Die Mindestdeckung bei Kfz-Versicherung ist ein wichtiger Bestandteil einer jeden Autohaftpflichtversicherung. Man versteht darunter den Betrag, der als niedrigste Deckungssumme vorgeschrieben wird. Diesen Betrag müsste die Versicherung dann im Schadensfall auszahlen, es sei denn man vereinbart eine höhere Deckungssumme.

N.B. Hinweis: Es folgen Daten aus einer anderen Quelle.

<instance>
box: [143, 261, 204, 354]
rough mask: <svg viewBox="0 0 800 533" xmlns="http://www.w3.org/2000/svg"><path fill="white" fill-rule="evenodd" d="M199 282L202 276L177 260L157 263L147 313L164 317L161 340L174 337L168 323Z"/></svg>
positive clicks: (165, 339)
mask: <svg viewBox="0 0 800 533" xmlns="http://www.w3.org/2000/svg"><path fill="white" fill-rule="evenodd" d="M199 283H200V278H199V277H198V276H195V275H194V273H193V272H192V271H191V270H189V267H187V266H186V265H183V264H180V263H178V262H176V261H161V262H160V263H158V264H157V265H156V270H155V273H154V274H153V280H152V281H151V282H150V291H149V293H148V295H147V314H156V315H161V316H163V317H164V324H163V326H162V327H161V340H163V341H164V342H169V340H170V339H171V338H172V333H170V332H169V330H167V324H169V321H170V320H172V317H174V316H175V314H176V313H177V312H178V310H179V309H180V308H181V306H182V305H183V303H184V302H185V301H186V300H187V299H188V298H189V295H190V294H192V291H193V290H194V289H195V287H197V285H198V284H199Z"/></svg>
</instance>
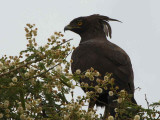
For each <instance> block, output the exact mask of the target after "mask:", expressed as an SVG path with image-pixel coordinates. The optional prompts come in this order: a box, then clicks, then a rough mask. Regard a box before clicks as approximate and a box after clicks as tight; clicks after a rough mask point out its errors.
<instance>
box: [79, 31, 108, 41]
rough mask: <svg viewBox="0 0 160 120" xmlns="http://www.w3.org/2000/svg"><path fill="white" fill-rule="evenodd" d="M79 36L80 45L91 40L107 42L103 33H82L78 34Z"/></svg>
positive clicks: (97, 31)
mask: <svg viewBox="0 0 160 120" xmlns="http://www.w3.org/2000/svg"><path fill="white" fill-rule="evenodd" d="M80 36H81V41H80V43H82V42H84V41H89V40H93V39H97V40H98V41H99V40H107V38H106V35H105V33H104V32H103V31H101V32H100V31H86V32H84V33H81V34H80Z"/></svg>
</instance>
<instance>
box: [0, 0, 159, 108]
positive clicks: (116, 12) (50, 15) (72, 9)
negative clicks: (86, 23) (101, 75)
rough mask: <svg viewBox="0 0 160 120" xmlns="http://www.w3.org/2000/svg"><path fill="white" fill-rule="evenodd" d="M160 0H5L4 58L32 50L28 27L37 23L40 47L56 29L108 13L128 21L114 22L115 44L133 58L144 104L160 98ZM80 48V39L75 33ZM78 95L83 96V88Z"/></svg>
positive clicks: (1, 23)
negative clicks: (26, 50)
mask: <svg viewBox="0 0 160 120" xmlns="http://www.w3.org/2000/svg"><path fill="white" fill-rule="evenodd" d="M159 5H160V0H0V56H2V55H4V54H7V55H18V52H19V51H20V50H22V49H25V47H26V43H27V42H26V40H25V32H24V27H25V24H26V23H31V24H33V23H35V24H36V26H37V27H38V29H39V30H38V37H37V41H38V44H40V45H44V44H45V43H46V42H47V38H48V37H50V36H51V35H52V34H53V33H54V32H55V31H62V32H63V29H64V26H65V25H67V24H68V23H69V22H70V21H71V20H72V19H74V18H76V17H79V16H87V15H91V14H101V15H106V16H109V17H111V18H115V19H118V20H120V21H122V22H123V23H118V22H110V24H111V27H112V30H113V34H112V39H111V41H112V42H113V43H116V44H117V45H119V46H120V47H121V48H123V49H124V50H125V51H126V52H127V53H128V54H129V56H130V58H131V61H132V64H133V69H134V74H135V87H136V88H137V87H140V88H141V90H140V91H136V92H135V98H136V100H137V102H138V104H140V105H143V106H146V102H145V94H147V97H148V101H149V102H150V103H152V102H155V101H159V100H160V94H159V91H160V70H159V68H160V7H159ZM65 37H66V38H68V39H69V38H74V41H73V42H72V44H73V45H74V46H77V45H78V44H79V41H80V37H79V36H78V35H76V34H74V33H72V32H66V33H65ZM76 92H77V94H78V95H81V94H83V91H81V90H80V89H77V90H76Z"/></svg>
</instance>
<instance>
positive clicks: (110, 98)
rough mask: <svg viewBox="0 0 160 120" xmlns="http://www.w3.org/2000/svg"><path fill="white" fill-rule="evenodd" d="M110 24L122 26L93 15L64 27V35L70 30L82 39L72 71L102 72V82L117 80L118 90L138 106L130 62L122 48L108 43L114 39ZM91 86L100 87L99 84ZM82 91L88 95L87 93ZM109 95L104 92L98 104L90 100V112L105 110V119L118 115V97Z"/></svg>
mask: <svg viewBox="0 0 160 120" xmlns="http://www.w3.org/2000/svg"><path fill="white" fill-rule="evenodd" d="M110 21H117V22H121V21H119V20H116V19H112V18H110V17H107V16H103V15H99V14H93V15H90V16H83V17H78V18H75V19H73V20H72V21H71V22H70V23H69V25H67V26H65V28H64V31H66V30H70V31H72V32H74V33H77V34H78V35H80V37H81V40H80V43H79V46H78V47H77V48H76V49H75V50H74V51H73V53H72V56H71V59H72V60H73V62H72V64H71V70H72V73H75V72H76V70H77V69H80V70H81V72H85V71H86V70H88V69H90V68H91V67H92V68H94V69H95V70H97V71H99V73H100V74H101V76H100V77H99V78H100V79H103V78H104V76H105V75H106V72H107V73H112V74H113V75H112V77H113V78H114V79H115V83H114V84H115V85H117V86H118V87H119V90H125V91H127V93H129V94H132V98H131V101H132V102H133V103H135V104H136V100H135V99H134V74H133V69H132V64H131V60H130V58H129V56H128V54H127V53H126V52H125V51H124V50H123V49H122V48H120V47H119V46H117V45H116V44H114V43H112V42H110V41H109V40H108V37H110V38H111V37H112V29H111V26H110V24H109V22H110ZM82 82H84V83H88V84H89V85H91V82H90V80H89V78H86V77H85V78H81V79H80V83H82ZM92 83H93V84H94V85H96V84H97V82H96V80H94V81H93V82H92ZM82 89H83V90H84V91H85V92H86V89H84V88H82ZM90 90H92V89H90ZM108 92H109V91H108V90H103V92H102V93H100V94H99V96H98V97H97V98H96V100H95V99H90V103H89V108H93V107H94V106H95V105H96V106H100V107H105V111H104V118H105V117H107V116H108V112H109V113H110V115H115V111H114V108H115V103H114V100H115V99H117V96H110V95H109V93H108Z"/></svg>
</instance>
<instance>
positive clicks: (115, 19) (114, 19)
mask: <svg viewBox="0 0 160 120" xmlns="http://www.w3.org/2000/svg"><path fill="white" fill-rule="evenodd" d="M108 20H109V21H117V22H121V21H119V20H116V19H112V18H109V19H108ZM121 23H122V22H121Z"/></svg>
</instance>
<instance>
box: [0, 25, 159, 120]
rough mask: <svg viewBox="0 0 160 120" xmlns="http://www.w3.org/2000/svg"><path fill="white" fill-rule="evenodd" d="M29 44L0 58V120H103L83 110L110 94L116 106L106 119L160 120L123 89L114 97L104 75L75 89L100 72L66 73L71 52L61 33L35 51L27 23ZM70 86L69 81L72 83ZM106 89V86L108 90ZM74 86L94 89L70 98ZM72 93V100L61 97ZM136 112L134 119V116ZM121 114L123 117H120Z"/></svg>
mask: <svg viewBox="0 0 160 120" xmlns="http://www.w3.org/2000/svg"><path fill="white" fill-rule="evenodd" d="M25 31H26V39H27V41H28V44H27V48H26V50H23V51H21V52H20V53H19V55H18V56H6V55H4V56H3V57H2V58H0V119H2V120H7V119H9V120H101V119H102V116H101V115H98V114H96V110H94V109H93V110H89V111H86V110H85V109H83V107H84V106H86V105H87V103H88V102H89V101H90V98H93V99H95V98H96V96H97V95H98V94H100V93H102V92H103V90H107V89H109V95H110V96H113V95H115V94H116V95H118V96H119V97H118V99H117V100H116V101H117V103H118V106H117V108H115V112H116V115H115V116H111V115H109V116H108V118H107V119H108V120H114V119H116V118H121V119H122V120H125V119H127V118H126V117H125V116H126V114H127V116H128V117H129V118H132V119H134V120H140V118H141V119H147V120H158V119H160V115H159V111H157V109H156V108H157V107H159V105H160V103H158V102H157V103H153V104H149V103H148V101H147V99H146V101H147V104H148V108H147V109H144V108H142V107H141V106H138V105H135V104H133V103H131V102H130V97H131V95H129V94H127V93H126V91H125V90H121V91H120V92H117V90H118V89H119V88H118V86H115V87H114V79H113V78H111V76H112V74H110V73H107V74H106V76H105V77H104V79H103V80H101V79H98V78H97V79H96V82H97V85H96V86H90V85H88V84H87V83H83V82H82V83H81V84H79V78H84V77H87V78H89V79H90V81H93V80H95V77H98V76H99V75H100V73H99V72H98V71H96V70H94V69H93V68H91V69H89V70H87V71H86V72H85V73H81V71H80V70H77V71H76V73H75V74H71V73H70V72H69V68H70V63H71V62H72V60H71V61H69V62H68V61H67V60H66V58H67V56H68V55H69V54H70V53H71V52H72V50H74V49H75V48H74V47H71V45H70V40H72V39H69V40H66V39H63V34H62V33H61V32H55V33H54V35H52V36H51V37H50V38H48V42H47V43H46V45H44V46H38V44H37V42H36V36H37V28H35V25H31V24H27V26H26V27H25ZM73 81H74V82H73ZM108 84H110V85H111V87H110V88H107V85H108ZM75 86H80V87H82V88H83V87H84V88H85V89H88V88H93V91H88V92H86V96H78V97H77V98H75V97H74V93H73V89H74V88H75ZM69 93H71V97H72V99H71V101H69V100H68V99H67V98H66V96H65V95H66V94H69ZM135 113H136V114H135ZM124 114H125V116H124Z"/></svg>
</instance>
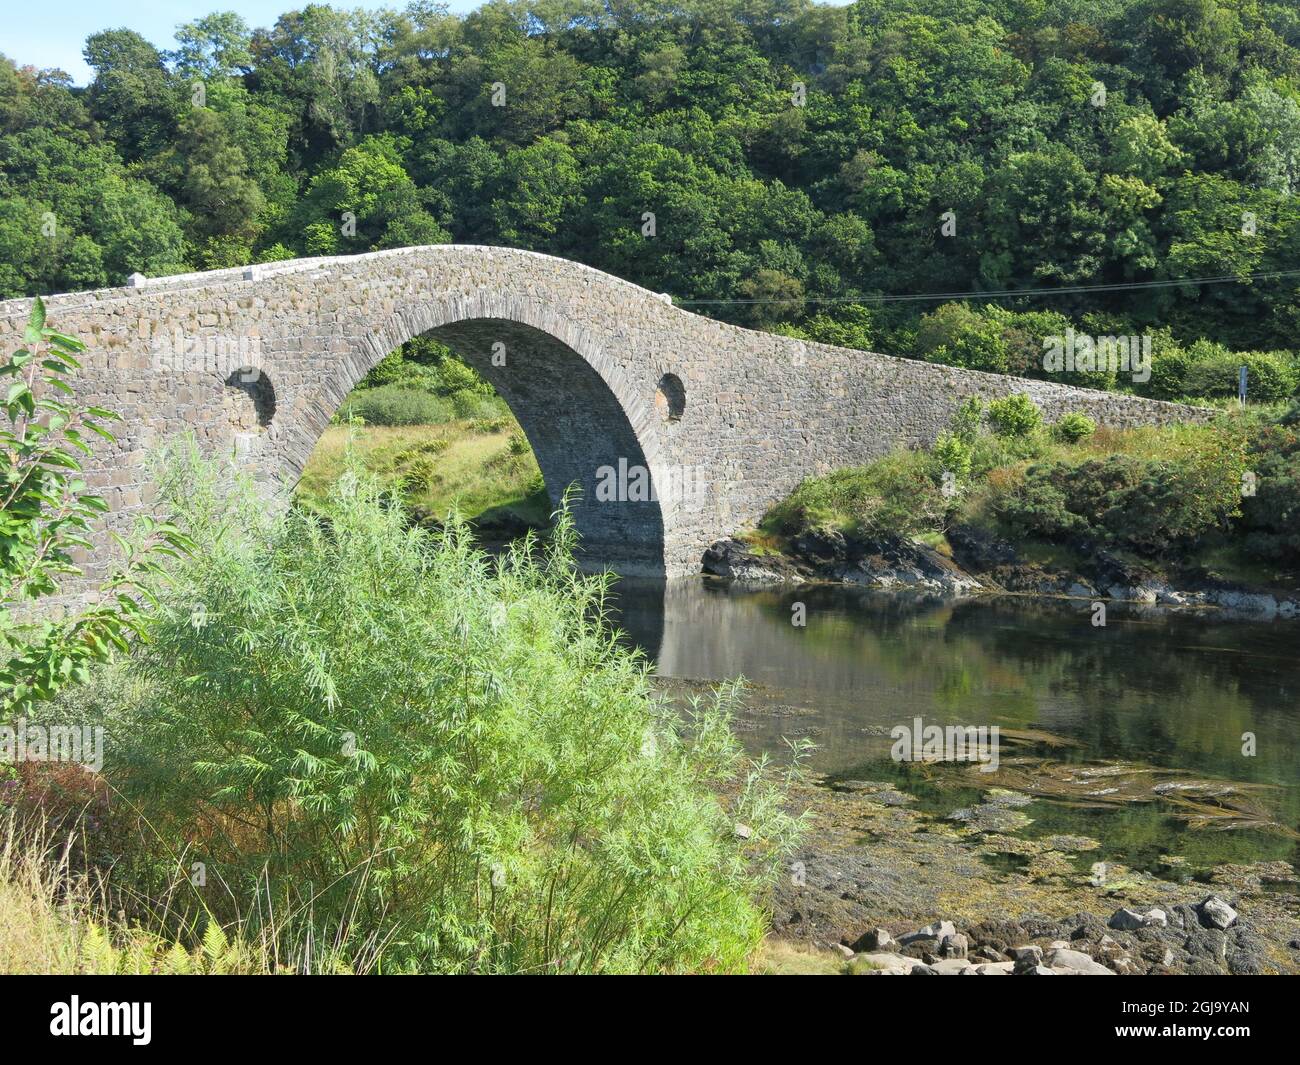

Die Mindestdeckung bei einer Kfz-Versicherung ist eine Rechtsverordnung zum Schutzes des Versicherungsnehmers sowie auch des Versicherungsunternehmens. Sie wurde vom Bundesministeriums für Justiz festgelegt. Diese Mindestdeckung hält die vereinbarte Summe für Sach-, Vermögens- sowie Personenschäden fest.
Autounfälle gibt es auf Deutschlands Straßen leider zu viele. Blechschäden werden da täglich zum Gegenstand von Versicherungsteilnehmern, da man die Kosten der Schäden am Fahrzeug gern ersetzt haben möchte. Die Mindestdeckung wird nach einem Schaden erst dann erbracht wenn der Schadensfall positiv geprüft wurde. Üblicherweise muss der Versicherungsnehmer nur den Schaden melden den Rest übernimmt die Kfz-Versicherung. Wie hoch die eigenen Mindestdeckung ist kann individuell vereinbart werden.
Nimmt man die Mindestdeckung der Kfz Versicherung nicht in Anspruch, belastet man damit auch nicht die Schadenfreiheitsklasse. Unter Umständen kann Sie die Klärung eines Schadens außerhalb Ihrer Haftpflichtversicherung jedoch sehr viel teurer zu stehen kommen. Hier finden Sie übrigens einen Artikel darüber wie Sie im Falle eines Falles Ihre alte Kfz-Versicherung fristgerecht kündigen. Sie können natürlich immer frei wählen zwischen einer gesetzlichen Mindestabdeckung und einer unbegrenzten Deckung. Natürlich ist es klüger nur einen Teil zahlen zu müssen. Denn im Moment belaufen sich Personenschäden auf circa 2,5 Millionen Euro, Sachschäden auf mindestens 500.000 Euro und Vermögensschäden auf 50.000 Euro. Also denken auch Sie an die Mindestdeckung bei Kfz-Versicherung zu ihrem eigenen Schutz.